# Lick - e - lix new cat treats - mini review



## Gem16 (Aug 5, 2010)

UK first for new cat treat | News | Pet Product Marketing

You can get them in sainsburys at the mo for 80p a box. I bought some today while we were there, we currently have some turkey bozita pate which my cats have got realllllly bored of, but i spread 1 tube between them and they ate it all up.
You get 5 tubes in a box, worth a look if your in the supermarket and want a nice little treat to add on top 
It's a yogurty gravy like texture, decent amount in the tube
My cats give it a 5/5
They might not be as healthy as the thrive treats ( i haven't checked the ingredients yet but will ) but their a good cheaper alternative if you wanna try them


----------



## hobbs2004 (Mar 12, 2010)

Gem16 said:


> UK first for new cat treat | News | Pet Product Marketing
> 
> You can get them in sainsburys at the mo for 80p a box.
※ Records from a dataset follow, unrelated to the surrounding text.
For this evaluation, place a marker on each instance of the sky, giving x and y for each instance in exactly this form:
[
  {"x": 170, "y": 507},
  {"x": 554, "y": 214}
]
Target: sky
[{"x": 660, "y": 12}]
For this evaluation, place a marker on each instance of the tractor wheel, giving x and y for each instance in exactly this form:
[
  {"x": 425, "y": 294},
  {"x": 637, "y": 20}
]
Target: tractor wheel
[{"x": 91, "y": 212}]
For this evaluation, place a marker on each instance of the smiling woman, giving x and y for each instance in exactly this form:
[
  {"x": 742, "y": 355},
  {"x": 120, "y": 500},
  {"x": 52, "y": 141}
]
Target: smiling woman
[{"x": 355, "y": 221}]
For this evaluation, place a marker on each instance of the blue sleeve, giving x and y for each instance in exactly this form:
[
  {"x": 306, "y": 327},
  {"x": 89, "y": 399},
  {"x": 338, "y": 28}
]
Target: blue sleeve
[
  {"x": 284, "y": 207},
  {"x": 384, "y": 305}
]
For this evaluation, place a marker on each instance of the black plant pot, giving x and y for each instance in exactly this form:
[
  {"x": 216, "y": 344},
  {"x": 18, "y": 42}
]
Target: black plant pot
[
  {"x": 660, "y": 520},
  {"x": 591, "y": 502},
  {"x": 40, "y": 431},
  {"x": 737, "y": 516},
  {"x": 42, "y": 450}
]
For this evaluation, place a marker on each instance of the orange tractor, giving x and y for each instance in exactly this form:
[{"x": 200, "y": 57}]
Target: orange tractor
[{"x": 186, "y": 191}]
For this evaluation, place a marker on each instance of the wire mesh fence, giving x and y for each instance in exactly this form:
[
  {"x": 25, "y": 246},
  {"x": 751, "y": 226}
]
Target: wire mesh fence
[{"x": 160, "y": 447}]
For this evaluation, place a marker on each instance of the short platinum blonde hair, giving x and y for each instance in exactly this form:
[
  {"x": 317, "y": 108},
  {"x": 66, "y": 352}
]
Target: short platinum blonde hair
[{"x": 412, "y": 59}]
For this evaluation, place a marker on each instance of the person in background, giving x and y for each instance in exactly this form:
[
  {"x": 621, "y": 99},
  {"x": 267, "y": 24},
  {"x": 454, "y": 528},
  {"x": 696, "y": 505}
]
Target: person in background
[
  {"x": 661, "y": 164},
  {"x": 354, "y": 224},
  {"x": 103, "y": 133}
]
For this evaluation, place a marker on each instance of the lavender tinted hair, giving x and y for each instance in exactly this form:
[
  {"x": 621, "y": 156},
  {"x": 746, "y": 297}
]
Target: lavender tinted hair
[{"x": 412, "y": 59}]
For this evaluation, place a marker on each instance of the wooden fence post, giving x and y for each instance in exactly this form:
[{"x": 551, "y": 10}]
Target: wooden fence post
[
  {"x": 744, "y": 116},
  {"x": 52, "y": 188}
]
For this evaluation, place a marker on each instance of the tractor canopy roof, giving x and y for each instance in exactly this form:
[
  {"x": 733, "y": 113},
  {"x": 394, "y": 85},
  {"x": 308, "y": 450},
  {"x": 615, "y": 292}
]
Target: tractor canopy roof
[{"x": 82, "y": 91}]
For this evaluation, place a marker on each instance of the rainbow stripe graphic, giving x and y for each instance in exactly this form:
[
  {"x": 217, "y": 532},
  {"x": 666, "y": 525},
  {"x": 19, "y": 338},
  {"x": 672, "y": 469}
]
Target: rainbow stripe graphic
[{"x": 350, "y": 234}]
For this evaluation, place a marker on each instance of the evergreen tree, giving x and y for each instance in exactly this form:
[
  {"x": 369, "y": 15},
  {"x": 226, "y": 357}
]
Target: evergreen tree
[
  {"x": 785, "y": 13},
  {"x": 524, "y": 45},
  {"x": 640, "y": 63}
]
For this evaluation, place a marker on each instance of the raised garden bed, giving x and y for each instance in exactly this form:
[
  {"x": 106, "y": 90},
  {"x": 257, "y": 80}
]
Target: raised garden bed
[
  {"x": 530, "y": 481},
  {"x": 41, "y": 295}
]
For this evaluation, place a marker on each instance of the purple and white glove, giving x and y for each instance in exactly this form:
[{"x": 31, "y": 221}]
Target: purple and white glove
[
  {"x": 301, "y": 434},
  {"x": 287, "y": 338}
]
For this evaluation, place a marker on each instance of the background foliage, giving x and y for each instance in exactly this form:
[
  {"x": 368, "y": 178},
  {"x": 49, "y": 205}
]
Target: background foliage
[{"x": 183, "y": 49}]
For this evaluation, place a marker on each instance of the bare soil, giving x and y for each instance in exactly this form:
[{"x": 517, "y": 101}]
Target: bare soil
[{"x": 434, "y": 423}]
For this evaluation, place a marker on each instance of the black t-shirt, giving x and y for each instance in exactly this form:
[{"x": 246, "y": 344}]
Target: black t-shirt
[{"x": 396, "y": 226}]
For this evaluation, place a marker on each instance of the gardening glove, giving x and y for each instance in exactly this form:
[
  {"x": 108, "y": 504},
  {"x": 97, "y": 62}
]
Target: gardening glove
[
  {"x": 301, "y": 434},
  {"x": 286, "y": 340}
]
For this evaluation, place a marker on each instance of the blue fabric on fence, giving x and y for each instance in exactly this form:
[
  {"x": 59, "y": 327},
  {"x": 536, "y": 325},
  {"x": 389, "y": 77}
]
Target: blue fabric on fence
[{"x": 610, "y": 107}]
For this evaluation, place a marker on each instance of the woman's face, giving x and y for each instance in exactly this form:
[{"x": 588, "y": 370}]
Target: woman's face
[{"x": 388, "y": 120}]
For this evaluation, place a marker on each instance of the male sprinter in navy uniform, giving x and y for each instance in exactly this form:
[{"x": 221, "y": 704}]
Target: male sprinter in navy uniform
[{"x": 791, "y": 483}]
I bought some today while we were there, we currently have some turkey bozita pate which my cats have got realllllly bored of, but i spread 1 tube between them and they ate it all up.
> You get 5 tubes in a box, worth a look if your in the supermarket and want a nice little treat to add on top
> ...


Dread to think what is in them! Please post the ingredients when you have some time. But always good to have a trick (or in this case a yoghurt consistency cat treat) up one's sleeve


----------



## Gem16 (Aug 5, 2010)

hobbs2004 said:


> Dread to think what is in them! Please post the ingredients when you have some time. But always good to have a trick (or in this case a yoghurt consistency cat treat) up one's sleeve


Hehe i will go and get the box now to have a look and write it up, i know their not the best but i just think when people are really struggling it's something handy and cheap to give ago, rather than the cat eating nothing atall  Will edit this in a sec with ingredients!

Edit :
Meat and animal derivatives ( min 4% chicken ) derivatives of vegetable origin , milk derivatives 
Protein 3.5% oil 2.7% fibre 0.2% moisture 88.5% zinc 20mg 
That was the chicken and zinc flavor, there is also a salmon one i haven't tried yet. I would imagine their about the same as dreamies/temptations nutrition wise. It also states their less than 15 kilo calories so ok for overweight cats but to be fed in moderation etc etc. I would imagine after using them, they would be good to put over the top of a crushed pill, so maybe best to keep in mind for that kind of thing!


----------



## lymorelynn (Oct 4, 2008)

There was a free sample on the front of Your Cat magazine - damn, I knew I should have bought that one instead of getting New Scientist for my son :lol:


----------



## Gem16 (Aug 5, 2010)

lymorelynn said:


> There was a free sample on the front of Your Cat magazine - damn, I knew I should have bought that one instead of getting New Scientist for my son :lol:


:lol: I only got them because sainsburys had sold out of dreamies!!!  Apparently they have become the new 'it' treats according to a staff member, especially since they now have an advert where the cat flies through the wall


----------



## darkshines (Feb 22, 2011)

I might try the paste for my boy. He won't touch Dreamies as they don't do af fishy flavour but he LOVES his salmon Temptations!


----------



## Staysee (Oct 19, 2009)

I found lick-e-lix well before christmas and out of 4 cats, only one of them likes it


we buy them occasionally and they last a long time cos we dont give them to him everyday, once a fortnight when we remember more like XD


----------



## Gem16 (Aug 5, 2010)

darkshines said:


> I might try the paste for my boy. He won't touch Dreamies as they don't do af fishy flavour but he LOVES his salmon Temptations!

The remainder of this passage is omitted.